Wrong.
The discovery of 2003 UB313 Eris, the 10th planet largest known dwarf planet
by Michael Brown
http://www.gps.caltech.edu/~mbrown/planetlila/
[snip] ...The orbit of the new dwarf planet is even more eccentric than that of Pluto. Pluto moves from 30 to 50 times the sun-earth distance over its 250 year orbit, while the new planet moves from 38 to 97 times the sun-earth distance over its 560 year orbit. [end]

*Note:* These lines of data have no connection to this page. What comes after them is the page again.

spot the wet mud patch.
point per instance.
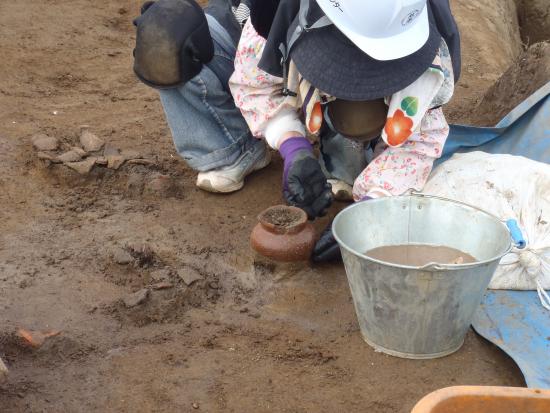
(54, 350)
(164, 302)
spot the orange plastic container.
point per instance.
(485, 399)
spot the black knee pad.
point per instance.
(172, 43)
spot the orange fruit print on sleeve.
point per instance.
(398, 128)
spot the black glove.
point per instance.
(304, 183)
(326, 249)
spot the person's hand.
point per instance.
(304, 183)
(326, 249)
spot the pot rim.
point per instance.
(292, 229)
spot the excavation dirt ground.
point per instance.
(151, 281)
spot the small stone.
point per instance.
(114, 161)
(140, 161)
(160, 184)
(137, 298)
(43, 142)
(189, 275)
(100, 160)
(110, 150)
(82, 167)
(46, 156)
(130, 154)
(3, 370)
(90, 142)
(79, 151)
(162, 286)
(122, 257)
(70, 156)
(36, 338)
(160, 276)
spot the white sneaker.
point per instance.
(231, 178)
(341, 190)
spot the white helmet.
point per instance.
(383, 29)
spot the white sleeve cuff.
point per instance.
(285, 121)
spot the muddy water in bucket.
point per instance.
(420, 255)
(418, 311)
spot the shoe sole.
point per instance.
(207, 186)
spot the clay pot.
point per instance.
(283, 234)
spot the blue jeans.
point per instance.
(207, 128)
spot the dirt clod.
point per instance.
(137, 298)
(90, 142)
(83, 167)
(114, 161)
(70, 156)
(43, 142)
(122, 257)
(35, 339)
(189, 275)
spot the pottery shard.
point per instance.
(46, 156)
(100, 160)
(43, 142)
(122, 257)
(90, 142)
(114, 161)
(70, 156)
(162, 286)
(79, 151)
(137, 298)
(145, 162)
(130, 154)
(82, 167)
(3, 369)
(110, 150)
(189, 275)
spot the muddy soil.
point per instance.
(530, 72)
(159, 300)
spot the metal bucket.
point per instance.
(418, 312)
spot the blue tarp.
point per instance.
(515, 321)
(525, 131)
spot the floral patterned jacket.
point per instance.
(412, 138)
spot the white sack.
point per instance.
(509, 187)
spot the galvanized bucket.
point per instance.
(418, 312)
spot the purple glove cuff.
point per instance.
(291, 146)
(289, 149)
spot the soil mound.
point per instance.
(534, 18)
(527, 74)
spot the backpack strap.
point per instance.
(301, 28)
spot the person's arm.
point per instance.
(398, 169)
(274, 116)
(413, 136)
(259, 95)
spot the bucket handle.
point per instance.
(512, 224)
(516, 234)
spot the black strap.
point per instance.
(301, 28)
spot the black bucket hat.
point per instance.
(332, 63)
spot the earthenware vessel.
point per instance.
(283, 233)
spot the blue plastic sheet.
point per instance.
(525, 131)
(515, 321)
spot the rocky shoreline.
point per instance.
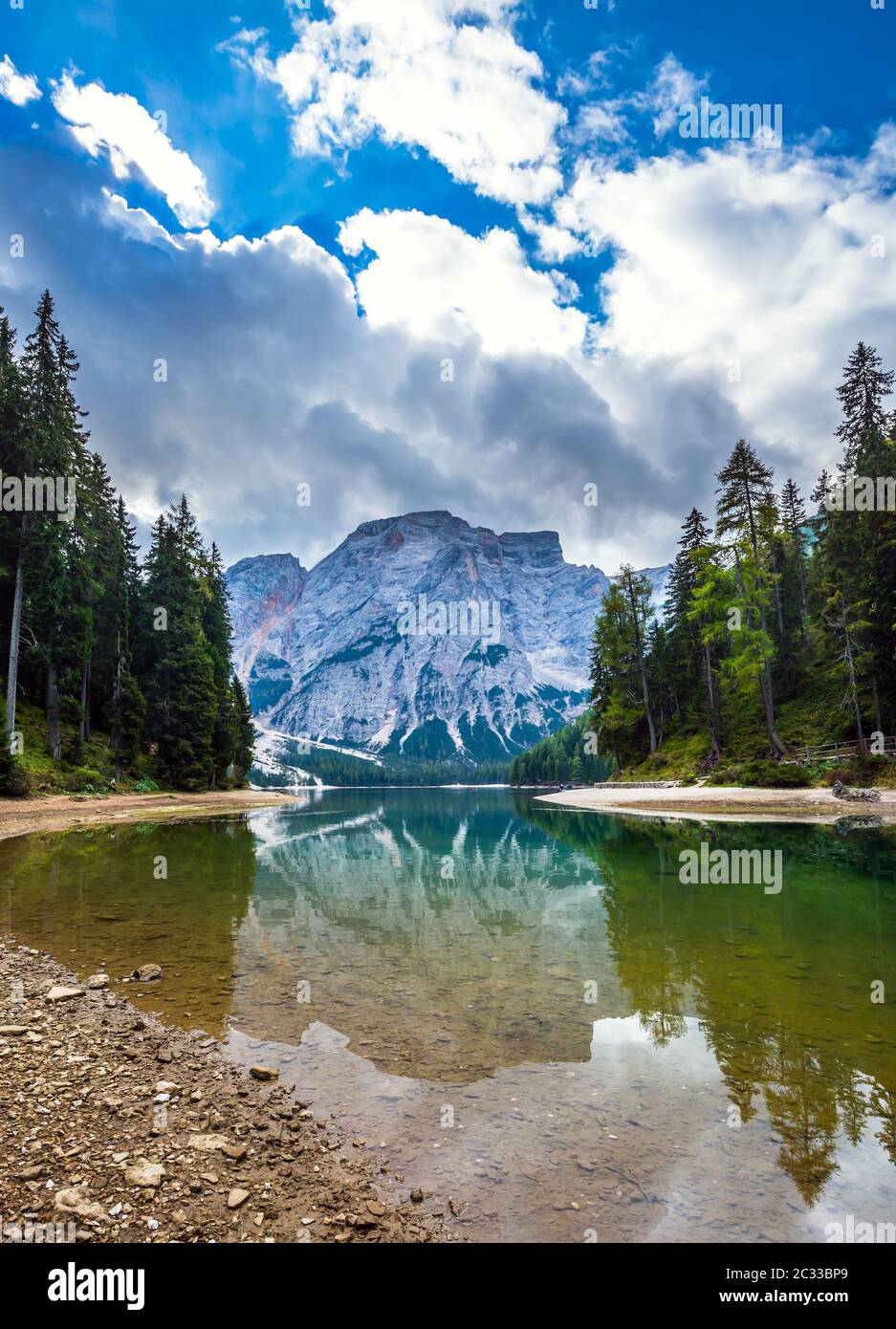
(65, 811)
(115, 1127)
(719, 803)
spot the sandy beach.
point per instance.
(65, 811)
(725, 803)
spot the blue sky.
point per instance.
(499, 185)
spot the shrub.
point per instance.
(84, 782)
(16, 783)
(770, 775)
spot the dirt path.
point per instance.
(61, 811)
(726, 803)
(130, 1131)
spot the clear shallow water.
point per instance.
(524, 1005)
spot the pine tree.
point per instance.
(793, 511)
(746, 510)
(862, 396)
(245, 728)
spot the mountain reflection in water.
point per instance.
(541, 973)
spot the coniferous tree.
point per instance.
(746, 510)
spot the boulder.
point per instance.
(64, 993)
(145, 1174)
(146, 973)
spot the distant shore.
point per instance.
(725, 803)
(64, 811)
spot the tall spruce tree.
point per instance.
(746, 510)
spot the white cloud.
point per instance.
(133, 139)
(755, 270)
(14, 87)
(673, 87)
(436, 282)
(419, 72)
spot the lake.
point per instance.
(521, 1008)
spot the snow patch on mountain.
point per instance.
(355, 654)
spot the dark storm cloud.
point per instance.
(275, 381)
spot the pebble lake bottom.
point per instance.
(524, 1008)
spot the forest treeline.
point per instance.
(89, 634)
(782, 605)
(571, 755)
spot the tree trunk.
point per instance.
(14, 637)
(116, 708)
(645, 690)
(52, 711)
(84, 722)
(767, 701)
(854, 690)
(715, 752)
(879, 723)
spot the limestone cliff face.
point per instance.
(419, 636)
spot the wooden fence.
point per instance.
(834, 752)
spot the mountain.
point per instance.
(419, 636)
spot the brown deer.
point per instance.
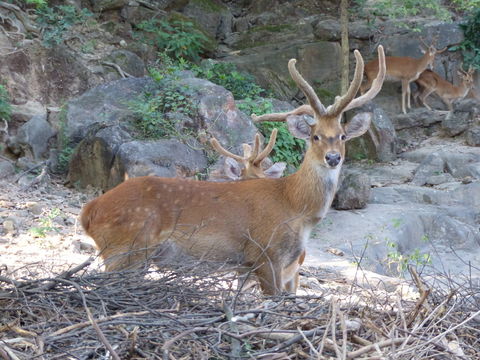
(253, 164)
(259, 224)
(430, 82)
(402, 68)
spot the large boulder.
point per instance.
(379, 143)
(164, 157)
(32, 138)
(108, 152)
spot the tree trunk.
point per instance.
(345, 46)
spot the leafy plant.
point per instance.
(150, 109)
(37, 3)
(401, 261)
(57, 20)
(46, 224)
(5, 107)
(180, 39)
(241, 84)
(470, 46)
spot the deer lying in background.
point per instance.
(259, 224)
(253, 163)
(402, 68)
(430, 82)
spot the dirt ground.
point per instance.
(39, 228)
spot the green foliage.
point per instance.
(57, 20)
(150, 111)
(179, 38)
(400, 262)
(470, 46)
(287, 147)
(400, 9)
(46, 224)
(241, 84)
(5, 107)
(37, 3)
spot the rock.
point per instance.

and if planet x is on a concentric orbit that stays way out beyond Pluto, we still won't know why the planets and their moons in the outer solar system are heating up and showing more volcanic activity
and there will be no need for that observatory built down in Antarctica in 1994 to search that part of the sky to watch it and Robert Harrington the (late) former Chief of the Naval Observatory got all excited about nothing and ran down to New Zealand and never came back for nothing
and we are spending $12 billion a year to develop satellite coverage over the poles not to watch for shift and measure magnetism fluctuations and undersea volcanic vents melting the ice caps from below- but will instead watch surface borne manmade carbon melt the ice caps from above
and what is supposed to start showing up in the sky visible to amateur astronomers this summer won't be that planet x
And people won't get all riled up by the fictional movie “2012” due out this summer
And 2012 will pass just as quietly as Y2K
and I will have some survival plans, skills and supplies to save for the next big tin foil hat scare!